Self-knowledge (one’s personal story) can provide confidence and direction in an unfamiliar and challenging world — the same is true for communities. Knowledge of community history fosters a long-term view of past events, as well as a way to measure progress and to make informed choices. Thus a better understanding of the past makes us wiser citizens and will lead to a stronger Rhode Island. The Heritage Harbor Foundation believes that history and heritage organizations are uniquely positioned to raise our history literacy levels through their programs and special projects. It is therefore essential that these organizations be able to explore new or neglected aspects of history, to disseminate this knowledge, and to leave durable records of their initiatives.

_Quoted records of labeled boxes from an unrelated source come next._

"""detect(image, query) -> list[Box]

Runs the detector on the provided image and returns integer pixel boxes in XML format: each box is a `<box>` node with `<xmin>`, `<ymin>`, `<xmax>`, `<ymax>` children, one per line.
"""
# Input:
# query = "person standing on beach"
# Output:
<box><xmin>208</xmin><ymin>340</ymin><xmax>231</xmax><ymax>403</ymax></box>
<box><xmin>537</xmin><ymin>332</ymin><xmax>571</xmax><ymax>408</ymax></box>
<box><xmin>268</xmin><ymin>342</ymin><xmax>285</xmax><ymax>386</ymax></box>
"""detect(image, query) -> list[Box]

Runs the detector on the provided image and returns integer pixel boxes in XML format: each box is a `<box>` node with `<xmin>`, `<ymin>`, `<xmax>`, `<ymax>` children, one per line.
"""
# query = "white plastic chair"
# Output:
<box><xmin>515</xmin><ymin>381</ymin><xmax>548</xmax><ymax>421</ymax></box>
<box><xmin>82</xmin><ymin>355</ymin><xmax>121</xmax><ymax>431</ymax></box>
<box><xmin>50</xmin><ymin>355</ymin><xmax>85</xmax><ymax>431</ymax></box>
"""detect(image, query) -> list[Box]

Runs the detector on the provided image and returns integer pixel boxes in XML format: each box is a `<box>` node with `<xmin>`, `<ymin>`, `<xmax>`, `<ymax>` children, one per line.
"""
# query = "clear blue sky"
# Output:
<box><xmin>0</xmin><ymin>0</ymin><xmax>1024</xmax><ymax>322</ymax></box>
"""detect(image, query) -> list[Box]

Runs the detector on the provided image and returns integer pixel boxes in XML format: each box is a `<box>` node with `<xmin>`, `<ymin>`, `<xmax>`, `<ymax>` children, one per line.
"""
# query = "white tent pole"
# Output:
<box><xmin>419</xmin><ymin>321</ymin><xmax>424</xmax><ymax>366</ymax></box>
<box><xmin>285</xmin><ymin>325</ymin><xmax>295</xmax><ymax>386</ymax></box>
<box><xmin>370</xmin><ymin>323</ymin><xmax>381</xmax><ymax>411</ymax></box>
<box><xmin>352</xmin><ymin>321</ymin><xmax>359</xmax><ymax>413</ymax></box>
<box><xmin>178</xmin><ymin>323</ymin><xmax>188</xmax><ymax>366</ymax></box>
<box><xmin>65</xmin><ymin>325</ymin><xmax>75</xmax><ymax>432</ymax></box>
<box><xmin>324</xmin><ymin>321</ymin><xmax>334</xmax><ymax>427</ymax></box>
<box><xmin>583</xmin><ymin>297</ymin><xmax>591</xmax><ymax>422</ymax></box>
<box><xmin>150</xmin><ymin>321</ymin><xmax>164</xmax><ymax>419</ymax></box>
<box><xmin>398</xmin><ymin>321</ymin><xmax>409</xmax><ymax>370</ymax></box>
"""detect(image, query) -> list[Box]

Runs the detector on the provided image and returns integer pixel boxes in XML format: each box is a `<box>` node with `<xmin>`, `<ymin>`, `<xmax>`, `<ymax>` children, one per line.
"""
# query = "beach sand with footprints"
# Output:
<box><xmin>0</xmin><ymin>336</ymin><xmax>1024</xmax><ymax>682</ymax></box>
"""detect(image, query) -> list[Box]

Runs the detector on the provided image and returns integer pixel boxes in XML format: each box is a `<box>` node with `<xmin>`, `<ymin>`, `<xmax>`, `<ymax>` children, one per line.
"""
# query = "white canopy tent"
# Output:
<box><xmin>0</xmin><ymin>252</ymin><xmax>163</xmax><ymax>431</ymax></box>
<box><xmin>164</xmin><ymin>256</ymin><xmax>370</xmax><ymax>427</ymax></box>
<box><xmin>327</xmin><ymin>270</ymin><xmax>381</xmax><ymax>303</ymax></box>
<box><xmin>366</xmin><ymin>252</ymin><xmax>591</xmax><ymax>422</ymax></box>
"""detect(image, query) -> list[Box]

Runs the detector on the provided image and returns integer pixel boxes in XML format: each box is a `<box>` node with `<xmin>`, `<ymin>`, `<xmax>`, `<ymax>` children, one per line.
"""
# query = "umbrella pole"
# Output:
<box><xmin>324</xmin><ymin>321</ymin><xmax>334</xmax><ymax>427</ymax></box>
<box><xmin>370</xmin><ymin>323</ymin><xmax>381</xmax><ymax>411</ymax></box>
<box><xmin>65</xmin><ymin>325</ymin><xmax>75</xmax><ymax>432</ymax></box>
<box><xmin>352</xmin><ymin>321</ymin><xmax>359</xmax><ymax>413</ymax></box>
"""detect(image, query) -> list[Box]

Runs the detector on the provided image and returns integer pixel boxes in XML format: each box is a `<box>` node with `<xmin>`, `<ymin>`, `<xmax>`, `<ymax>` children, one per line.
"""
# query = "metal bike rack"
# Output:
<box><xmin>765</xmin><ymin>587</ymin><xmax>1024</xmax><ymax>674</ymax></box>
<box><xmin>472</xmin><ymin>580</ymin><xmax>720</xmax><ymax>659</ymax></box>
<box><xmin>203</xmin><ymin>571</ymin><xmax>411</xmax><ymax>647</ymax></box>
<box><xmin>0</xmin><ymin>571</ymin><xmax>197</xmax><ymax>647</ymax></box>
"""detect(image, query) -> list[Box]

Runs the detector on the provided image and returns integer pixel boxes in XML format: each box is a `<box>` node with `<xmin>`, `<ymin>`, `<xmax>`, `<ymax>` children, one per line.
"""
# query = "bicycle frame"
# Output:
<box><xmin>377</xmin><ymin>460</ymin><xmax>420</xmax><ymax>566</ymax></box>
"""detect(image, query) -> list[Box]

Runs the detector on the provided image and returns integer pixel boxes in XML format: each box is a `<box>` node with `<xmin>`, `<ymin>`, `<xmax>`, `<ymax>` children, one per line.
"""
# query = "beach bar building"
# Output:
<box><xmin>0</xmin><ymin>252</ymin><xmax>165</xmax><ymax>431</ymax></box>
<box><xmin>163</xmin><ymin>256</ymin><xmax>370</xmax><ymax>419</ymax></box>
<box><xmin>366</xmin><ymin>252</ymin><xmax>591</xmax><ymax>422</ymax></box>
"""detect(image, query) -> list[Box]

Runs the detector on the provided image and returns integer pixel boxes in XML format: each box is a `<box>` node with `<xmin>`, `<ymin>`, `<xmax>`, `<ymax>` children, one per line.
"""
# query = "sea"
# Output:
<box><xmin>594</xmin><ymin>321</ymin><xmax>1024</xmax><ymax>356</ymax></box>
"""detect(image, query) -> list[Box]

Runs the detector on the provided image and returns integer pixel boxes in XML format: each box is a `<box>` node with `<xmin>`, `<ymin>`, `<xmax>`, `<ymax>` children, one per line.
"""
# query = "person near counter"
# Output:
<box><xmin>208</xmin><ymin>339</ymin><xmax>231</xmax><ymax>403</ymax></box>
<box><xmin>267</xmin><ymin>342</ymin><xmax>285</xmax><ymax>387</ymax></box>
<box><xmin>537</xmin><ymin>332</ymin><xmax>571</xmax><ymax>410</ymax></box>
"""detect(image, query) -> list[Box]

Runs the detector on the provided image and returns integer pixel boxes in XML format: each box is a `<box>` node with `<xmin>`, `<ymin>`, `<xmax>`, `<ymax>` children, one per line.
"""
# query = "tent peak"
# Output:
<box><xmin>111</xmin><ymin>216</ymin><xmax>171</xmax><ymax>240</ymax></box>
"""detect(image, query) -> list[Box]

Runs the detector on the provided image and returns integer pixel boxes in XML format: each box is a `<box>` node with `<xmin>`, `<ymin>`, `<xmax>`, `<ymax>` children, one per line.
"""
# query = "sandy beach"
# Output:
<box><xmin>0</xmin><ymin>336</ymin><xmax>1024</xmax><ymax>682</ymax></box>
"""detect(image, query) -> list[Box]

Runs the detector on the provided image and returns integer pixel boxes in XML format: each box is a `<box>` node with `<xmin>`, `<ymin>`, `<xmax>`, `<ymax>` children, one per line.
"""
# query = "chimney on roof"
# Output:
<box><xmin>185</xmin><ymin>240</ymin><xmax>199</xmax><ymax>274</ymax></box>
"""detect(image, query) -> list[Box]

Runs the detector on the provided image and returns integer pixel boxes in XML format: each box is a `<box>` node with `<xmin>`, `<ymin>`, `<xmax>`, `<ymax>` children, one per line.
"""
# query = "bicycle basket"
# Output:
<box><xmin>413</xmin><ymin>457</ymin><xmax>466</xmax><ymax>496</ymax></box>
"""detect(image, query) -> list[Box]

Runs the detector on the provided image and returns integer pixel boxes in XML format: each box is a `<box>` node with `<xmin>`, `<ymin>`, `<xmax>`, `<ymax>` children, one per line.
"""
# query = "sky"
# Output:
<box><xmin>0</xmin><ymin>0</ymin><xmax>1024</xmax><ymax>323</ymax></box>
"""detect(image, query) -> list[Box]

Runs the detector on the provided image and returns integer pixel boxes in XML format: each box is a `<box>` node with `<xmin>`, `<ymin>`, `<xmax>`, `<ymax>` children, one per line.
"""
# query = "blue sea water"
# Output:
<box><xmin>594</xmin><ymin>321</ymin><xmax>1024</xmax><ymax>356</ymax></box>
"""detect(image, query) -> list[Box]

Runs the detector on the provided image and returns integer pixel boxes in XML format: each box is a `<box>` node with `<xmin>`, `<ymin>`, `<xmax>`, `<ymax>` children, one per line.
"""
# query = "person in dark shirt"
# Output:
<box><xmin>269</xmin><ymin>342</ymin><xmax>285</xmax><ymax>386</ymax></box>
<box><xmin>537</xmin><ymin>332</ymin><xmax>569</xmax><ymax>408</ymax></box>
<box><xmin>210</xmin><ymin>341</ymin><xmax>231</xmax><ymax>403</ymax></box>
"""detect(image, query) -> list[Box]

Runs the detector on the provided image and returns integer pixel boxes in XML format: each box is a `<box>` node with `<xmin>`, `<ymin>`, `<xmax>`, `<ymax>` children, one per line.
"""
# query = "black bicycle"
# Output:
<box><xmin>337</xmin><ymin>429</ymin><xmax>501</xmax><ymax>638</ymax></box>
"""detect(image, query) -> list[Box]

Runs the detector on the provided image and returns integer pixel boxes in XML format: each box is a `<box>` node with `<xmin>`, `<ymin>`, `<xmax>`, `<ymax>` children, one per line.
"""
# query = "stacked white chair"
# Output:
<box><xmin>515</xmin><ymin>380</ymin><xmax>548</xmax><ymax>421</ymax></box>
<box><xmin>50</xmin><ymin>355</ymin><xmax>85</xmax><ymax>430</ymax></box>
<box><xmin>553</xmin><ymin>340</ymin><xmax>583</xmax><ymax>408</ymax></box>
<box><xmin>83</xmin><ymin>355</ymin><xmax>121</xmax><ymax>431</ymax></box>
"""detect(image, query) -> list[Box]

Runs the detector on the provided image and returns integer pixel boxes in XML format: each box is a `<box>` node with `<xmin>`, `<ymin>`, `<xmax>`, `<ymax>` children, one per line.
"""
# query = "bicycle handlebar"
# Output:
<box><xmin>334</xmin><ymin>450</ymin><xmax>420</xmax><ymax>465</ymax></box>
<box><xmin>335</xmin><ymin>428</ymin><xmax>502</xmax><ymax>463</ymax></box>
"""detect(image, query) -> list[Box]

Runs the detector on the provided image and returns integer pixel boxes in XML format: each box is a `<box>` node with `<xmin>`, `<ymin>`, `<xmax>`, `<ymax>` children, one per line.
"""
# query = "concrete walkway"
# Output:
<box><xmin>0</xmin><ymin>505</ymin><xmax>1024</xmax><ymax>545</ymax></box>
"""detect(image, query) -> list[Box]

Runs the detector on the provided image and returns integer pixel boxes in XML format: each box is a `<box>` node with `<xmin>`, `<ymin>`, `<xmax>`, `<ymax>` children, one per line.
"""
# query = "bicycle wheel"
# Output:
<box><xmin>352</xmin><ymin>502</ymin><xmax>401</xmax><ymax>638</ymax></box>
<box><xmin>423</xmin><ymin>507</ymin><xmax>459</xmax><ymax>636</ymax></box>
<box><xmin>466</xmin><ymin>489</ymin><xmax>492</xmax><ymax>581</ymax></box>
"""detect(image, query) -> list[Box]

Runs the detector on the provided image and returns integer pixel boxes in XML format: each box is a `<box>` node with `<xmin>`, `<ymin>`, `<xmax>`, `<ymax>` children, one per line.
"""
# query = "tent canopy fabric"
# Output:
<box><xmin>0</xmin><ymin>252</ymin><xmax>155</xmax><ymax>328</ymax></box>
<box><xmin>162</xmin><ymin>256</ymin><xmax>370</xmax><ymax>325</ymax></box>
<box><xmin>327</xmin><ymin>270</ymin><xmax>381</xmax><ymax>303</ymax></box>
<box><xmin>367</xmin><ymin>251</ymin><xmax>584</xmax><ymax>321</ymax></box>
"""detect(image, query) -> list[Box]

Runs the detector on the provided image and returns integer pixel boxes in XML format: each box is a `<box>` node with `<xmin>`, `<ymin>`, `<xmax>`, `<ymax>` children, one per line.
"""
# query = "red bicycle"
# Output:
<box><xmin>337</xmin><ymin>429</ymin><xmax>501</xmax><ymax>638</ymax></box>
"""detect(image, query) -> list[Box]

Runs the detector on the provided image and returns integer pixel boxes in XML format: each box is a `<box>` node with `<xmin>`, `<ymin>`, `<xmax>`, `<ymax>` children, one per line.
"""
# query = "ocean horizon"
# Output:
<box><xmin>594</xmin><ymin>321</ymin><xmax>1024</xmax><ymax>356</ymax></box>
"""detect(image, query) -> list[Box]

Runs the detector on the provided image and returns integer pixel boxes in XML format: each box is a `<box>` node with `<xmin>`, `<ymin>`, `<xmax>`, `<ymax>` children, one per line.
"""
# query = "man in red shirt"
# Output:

The Heritage Harbor Corporation was launched in 1996 to celebrate Rhode Island’s remarkable three and a half century experience first as a New England colony and later as a state crucial in shaping the nation. Though the initial concept of a physical exhibition space in a decommissioned power plant on the Providence waterfront was abandoned following the economic downturn of 2008/2009, a financial settlement has allowed Heritage Harbor to transform itself from a museum entity into a charitable foundation. With its endowment lodged at the Rhode Island Foundation, The Heritage Harbor Foundation now seeks to raise the awareness and usefulness of state and local history for the Rhode Island public by making grants to certified 501(c)3 organizations willing to carry out at their own venues, programs, projects and initiatives that remain true to the educational intent of the museum’s original donors.

As part of its museum planning process, Heritage Harbor had engaged over three dozen practitioners of history and heritage in workshops and conferences to chart exhibitions and public programming. Among their recommendations was to divide Rhode Island’s history into six major categories of inquiry, Six Big Ideas. Within these confines, dozens of worthy research topics can serve as subjects for projects or programs.